Anyway...I read an article earlier about the long tail theory of music consumption on the web – the idea that having access to work by more obscure artists would mean that more obscure artists were consumed: not so apparently;
‘For example, eMusic CEO David Pakman again pointed out last week that Apple's iTunes Music increases the importance of the hit: 90 per cent of revenues come from 10 per cent of the catalog.’ [1]
But why is this you ask yourself;
‘"An obvious answer is that it’s through people chatting to each other and seeing the music talked about in the media. That’s what culture is. So the fact we’re seeing the log normal distribution here may point to the power of culture on people’s choices. Chris Anderson’s hypothesis of a Pareto power law would be much more about random, individual choices – people alone with their computers. So perhaps, this debate of 'thick versus fat' is really about the power of culture in determining demand".’ [2]
This definition of “what culture is’ is so depressing I’m going to go and listen to some early Nickleback just to prove them wrong.
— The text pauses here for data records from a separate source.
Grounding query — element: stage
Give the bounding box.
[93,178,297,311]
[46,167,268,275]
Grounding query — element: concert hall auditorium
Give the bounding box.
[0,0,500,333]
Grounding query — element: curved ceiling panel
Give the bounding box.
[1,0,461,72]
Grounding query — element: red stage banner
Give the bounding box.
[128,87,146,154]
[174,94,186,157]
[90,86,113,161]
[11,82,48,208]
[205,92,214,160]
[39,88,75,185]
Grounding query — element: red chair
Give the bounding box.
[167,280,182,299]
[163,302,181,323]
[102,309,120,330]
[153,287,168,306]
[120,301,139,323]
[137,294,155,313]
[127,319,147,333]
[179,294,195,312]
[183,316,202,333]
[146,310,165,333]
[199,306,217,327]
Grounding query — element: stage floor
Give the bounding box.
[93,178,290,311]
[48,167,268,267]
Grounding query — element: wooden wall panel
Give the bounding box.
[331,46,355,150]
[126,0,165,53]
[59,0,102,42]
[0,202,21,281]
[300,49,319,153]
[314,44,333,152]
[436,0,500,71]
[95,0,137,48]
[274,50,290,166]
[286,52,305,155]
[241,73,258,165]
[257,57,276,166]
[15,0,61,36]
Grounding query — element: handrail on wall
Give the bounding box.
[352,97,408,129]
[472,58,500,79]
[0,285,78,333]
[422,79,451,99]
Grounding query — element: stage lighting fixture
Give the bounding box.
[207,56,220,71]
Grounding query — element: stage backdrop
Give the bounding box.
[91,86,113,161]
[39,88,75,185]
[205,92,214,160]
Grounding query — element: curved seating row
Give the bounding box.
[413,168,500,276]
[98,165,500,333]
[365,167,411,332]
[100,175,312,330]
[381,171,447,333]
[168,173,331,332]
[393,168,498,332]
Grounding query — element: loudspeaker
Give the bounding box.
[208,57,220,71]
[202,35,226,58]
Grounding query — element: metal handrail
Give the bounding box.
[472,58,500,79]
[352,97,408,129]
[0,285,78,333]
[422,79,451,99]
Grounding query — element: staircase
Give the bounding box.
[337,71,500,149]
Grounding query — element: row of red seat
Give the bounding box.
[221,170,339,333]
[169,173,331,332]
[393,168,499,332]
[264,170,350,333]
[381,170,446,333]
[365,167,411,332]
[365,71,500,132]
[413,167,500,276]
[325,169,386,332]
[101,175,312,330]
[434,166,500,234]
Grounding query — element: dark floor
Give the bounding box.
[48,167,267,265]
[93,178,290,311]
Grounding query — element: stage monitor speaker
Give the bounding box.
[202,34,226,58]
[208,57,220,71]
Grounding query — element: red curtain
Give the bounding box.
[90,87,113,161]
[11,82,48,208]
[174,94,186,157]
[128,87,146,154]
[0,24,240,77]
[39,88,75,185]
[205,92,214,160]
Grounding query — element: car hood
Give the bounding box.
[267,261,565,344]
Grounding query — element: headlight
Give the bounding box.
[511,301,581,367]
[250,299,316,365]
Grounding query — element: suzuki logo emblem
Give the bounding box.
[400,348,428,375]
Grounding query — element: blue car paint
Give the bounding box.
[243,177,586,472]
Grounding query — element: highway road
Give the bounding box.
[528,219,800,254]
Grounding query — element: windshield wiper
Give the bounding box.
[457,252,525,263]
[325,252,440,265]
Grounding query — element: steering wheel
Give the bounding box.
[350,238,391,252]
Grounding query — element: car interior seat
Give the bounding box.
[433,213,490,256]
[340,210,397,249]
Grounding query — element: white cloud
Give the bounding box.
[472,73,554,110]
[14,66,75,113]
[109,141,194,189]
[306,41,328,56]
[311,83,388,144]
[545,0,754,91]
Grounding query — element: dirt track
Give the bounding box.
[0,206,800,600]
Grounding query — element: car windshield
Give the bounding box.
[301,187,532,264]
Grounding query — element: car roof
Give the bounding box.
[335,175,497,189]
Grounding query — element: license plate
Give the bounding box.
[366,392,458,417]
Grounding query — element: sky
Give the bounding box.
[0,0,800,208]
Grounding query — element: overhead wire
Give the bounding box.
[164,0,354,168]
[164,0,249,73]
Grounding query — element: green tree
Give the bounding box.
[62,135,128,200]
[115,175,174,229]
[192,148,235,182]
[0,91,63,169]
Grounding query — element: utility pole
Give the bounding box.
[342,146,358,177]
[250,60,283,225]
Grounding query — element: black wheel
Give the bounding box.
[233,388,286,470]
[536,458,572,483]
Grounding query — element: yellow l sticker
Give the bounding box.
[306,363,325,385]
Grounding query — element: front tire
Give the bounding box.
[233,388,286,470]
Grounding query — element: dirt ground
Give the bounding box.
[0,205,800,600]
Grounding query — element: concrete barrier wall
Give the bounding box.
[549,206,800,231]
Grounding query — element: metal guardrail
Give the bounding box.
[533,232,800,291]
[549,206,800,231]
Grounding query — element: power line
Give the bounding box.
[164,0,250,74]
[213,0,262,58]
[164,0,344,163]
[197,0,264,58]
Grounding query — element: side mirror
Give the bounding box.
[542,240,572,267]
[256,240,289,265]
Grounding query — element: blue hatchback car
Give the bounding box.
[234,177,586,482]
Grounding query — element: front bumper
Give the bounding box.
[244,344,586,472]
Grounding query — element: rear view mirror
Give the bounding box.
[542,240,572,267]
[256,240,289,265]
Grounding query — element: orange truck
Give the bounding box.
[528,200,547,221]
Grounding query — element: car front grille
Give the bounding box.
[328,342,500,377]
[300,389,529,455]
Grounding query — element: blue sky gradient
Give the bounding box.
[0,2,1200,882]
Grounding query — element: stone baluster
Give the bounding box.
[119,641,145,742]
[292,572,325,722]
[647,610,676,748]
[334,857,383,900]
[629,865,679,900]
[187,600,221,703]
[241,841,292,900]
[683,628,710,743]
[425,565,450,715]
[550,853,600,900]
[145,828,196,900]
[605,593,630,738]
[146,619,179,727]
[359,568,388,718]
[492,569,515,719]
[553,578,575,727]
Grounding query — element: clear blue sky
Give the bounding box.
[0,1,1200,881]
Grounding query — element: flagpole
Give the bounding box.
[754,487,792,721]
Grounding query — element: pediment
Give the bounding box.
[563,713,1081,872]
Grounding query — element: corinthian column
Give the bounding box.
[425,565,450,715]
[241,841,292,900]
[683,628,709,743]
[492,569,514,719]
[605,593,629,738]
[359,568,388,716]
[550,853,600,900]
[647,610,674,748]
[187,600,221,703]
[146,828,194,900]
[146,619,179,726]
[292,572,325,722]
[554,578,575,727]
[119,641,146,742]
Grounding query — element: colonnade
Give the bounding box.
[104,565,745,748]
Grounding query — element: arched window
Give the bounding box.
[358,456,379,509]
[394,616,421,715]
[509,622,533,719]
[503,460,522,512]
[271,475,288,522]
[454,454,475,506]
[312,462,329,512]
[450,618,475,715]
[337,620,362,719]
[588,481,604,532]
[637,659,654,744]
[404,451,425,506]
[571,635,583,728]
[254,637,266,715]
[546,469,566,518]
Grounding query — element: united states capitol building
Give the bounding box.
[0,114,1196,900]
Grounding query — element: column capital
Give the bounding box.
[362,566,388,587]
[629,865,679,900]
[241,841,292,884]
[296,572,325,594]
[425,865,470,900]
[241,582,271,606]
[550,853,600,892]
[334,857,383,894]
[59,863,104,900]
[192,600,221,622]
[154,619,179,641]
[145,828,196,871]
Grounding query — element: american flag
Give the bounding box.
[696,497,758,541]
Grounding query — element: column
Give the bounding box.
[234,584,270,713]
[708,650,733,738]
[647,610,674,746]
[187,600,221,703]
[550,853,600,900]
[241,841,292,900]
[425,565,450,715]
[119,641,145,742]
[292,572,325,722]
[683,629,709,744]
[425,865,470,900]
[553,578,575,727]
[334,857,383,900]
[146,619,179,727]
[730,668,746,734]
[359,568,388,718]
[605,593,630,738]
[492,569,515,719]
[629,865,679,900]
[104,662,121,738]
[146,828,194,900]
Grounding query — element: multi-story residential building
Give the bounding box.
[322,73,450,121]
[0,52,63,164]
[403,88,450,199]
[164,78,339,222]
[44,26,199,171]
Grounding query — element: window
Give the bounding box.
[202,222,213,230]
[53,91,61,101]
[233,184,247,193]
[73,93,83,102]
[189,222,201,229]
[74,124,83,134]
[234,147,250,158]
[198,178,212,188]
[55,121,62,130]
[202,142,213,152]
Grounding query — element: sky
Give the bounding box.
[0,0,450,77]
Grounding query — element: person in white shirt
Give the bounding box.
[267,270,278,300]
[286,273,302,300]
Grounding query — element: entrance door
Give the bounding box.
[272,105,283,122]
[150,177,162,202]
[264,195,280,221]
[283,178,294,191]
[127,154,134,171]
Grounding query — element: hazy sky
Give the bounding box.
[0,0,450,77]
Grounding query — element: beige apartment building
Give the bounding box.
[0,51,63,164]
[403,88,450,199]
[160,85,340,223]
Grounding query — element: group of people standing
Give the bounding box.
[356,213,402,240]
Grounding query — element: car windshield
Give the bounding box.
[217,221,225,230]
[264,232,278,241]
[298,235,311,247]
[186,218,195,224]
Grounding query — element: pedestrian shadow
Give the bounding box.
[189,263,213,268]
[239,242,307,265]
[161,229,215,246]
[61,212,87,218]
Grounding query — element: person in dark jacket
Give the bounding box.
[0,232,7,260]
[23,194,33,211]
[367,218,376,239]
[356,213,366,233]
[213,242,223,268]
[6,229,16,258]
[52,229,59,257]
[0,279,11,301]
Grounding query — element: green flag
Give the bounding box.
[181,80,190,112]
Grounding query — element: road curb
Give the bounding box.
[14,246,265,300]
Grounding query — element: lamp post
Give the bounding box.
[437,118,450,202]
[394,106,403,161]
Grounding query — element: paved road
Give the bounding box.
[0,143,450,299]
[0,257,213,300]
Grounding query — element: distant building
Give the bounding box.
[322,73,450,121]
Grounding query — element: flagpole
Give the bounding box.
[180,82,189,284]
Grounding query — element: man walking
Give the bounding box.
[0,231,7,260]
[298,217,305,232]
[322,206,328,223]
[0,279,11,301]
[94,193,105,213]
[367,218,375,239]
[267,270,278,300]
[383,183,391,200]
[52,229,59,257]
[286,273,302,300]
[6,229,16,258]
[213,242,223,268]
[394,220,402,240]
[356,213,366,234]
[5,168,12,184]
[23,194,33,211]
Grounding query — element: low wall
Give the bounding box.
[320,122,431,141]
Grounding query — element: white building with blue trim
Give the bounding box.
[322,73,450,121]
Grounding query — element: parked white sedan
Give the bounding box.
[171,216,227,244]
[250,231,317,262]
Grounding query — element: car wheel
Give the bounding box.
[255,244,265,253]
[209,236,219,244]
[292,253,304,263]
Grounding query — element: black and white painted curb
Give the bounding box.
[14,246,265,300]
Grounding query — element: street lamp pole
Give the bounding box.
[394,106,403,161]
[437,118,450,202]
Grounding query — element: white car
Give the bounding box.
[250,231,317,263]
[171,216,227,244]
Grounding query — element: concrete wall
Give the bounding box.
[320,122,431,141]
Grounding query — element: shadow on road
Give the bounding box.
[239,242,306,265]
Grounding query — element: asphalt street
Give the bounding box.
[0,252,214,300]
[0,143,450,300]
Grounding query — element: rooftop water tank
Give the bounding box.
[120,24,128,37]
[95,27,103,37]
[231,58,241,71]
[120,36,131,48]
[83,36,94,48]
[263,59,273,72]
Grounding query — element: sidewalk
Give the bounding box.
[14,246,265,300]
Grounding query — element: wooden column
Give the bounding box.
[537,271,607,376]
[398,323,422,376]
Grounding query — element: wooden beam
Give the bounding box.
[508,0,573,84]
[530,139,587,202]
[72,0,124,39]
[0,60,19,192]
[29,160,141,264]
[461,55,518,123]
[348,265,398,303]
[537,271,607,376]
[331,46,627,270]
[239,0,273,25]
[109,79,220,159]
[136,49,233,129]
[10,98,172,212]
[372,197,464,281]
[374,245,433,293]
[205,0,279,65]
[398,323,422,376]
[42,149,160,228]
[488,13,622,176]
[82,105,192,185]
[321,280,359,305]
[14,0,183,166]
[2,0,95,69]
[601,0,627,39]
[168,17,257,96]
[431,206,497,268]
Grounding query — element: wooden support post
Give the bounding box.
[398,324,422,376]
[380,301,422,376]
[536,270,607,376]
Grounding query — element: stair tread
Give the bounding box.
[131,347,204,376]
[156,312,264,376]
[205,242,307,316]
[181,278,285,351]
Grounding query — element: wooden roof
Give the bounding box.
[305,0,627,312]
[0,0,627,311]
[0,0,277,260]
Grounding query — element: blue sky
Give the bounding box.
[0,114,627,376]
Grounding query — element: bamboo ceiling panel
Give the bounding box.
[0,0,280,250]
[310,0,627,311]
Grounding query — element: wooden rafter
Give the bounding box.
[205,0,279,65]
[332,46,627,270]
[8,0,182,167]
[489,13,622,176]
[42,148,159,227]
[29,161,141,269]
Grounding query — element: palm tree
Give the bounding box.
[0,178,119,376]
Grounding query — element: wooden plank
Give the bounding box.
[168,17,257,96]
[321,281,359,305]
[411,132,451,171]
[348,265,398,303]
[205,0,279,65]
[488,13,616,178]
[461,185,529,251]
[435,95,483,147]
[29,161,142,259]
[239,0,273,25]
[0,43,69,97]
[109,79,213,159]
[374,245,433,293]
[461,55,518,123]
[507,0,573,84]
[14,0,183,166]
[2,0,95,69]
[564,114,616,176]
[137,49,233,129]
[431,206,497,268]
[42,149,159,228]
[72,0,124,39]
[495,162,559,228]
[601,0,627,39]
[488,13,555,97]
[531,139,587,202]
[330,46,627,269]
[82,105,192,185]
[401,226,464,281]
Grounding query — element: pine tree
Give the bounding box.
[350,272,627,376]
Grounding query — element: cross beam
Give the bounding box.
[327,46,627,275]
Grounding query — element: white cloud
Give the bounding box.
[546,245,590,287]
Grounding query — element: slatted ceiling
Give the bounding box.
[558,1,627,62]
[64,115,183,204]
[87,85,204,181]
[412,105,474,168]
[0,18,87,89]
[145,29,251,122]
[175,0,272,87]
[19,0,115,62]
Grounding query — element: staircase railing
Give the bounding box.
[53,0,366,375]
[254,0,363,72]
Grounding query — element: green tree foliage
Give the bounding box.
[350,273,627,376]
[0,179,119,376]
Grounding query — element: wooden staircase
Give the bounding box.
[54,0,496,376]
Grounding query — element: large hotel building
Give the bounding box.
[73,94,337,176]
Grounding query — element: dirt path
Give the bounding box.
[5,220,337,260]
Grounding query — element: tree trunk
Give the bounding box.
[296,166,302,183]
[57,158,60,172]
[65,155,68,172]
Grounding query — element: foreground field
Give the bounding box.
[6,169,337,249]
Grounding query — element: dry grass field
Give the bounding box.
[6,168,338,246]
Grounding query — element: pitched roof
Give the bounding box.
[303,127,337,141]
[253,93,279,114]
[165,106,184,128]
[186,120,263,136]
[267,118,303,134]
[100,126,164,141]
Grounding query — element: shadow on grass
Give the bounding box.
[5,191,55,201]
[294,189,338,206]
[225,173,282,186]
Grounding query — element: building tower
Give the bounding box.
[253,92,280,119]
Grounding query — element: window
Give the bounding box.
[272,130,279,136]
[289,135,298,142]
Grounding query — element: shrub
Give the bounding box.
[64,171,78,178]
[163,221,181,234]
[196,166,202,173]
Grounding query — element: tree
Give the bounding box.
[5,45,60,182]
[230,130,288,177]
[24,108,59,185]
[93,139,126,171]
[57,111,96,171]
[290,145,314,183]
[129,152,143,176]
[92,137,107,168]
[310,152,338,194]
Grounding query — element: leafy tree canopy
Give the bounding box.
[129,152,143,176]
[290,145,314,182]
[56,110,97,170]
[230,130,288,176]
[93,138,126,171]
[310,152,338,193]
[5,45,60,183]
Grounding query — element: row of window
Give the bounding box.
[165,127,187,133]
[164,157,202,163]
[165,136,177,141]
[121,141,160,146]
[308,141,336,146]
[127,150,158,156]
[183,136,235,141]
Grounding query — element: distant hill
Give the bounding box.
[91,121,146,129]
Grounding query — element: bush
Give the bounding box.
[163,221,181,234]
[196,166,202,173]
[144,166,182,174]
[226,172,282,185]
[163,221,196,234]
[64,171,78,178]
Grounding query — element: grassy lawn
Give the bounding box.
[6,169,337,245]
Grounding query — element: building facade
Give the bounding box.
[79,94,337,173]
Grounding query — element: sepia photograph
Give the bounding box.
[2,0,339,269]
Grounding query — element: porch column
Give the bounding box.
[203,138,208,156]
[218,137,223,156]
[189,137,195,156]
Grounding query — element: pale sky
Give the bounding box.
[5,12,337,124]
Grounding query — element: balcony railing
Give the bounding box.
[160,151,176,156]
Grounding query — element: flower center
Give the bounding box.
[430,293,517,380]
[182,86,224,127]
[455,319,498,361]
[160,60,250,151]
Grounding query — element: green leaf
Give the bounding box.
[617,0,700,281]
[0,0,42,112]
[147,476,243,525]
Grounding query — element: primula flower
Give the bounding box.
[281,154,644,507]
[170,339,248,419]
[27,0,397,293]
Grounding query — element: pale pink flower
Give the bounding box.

So I guess the above applies to all music cultcha circles, and the indie(?!) version is just a mirror of the more mainstream stuff hence Wavves’ hype but did the really ask for it? What we have now is people desperately trying to upload something ultra new, ultra awsome and ultra fast, not much of an alternative to the cultural conflaguration of NME-esque hype which really did eat itself in the end but at least you can listen to it for free now, and discard it at your leisure.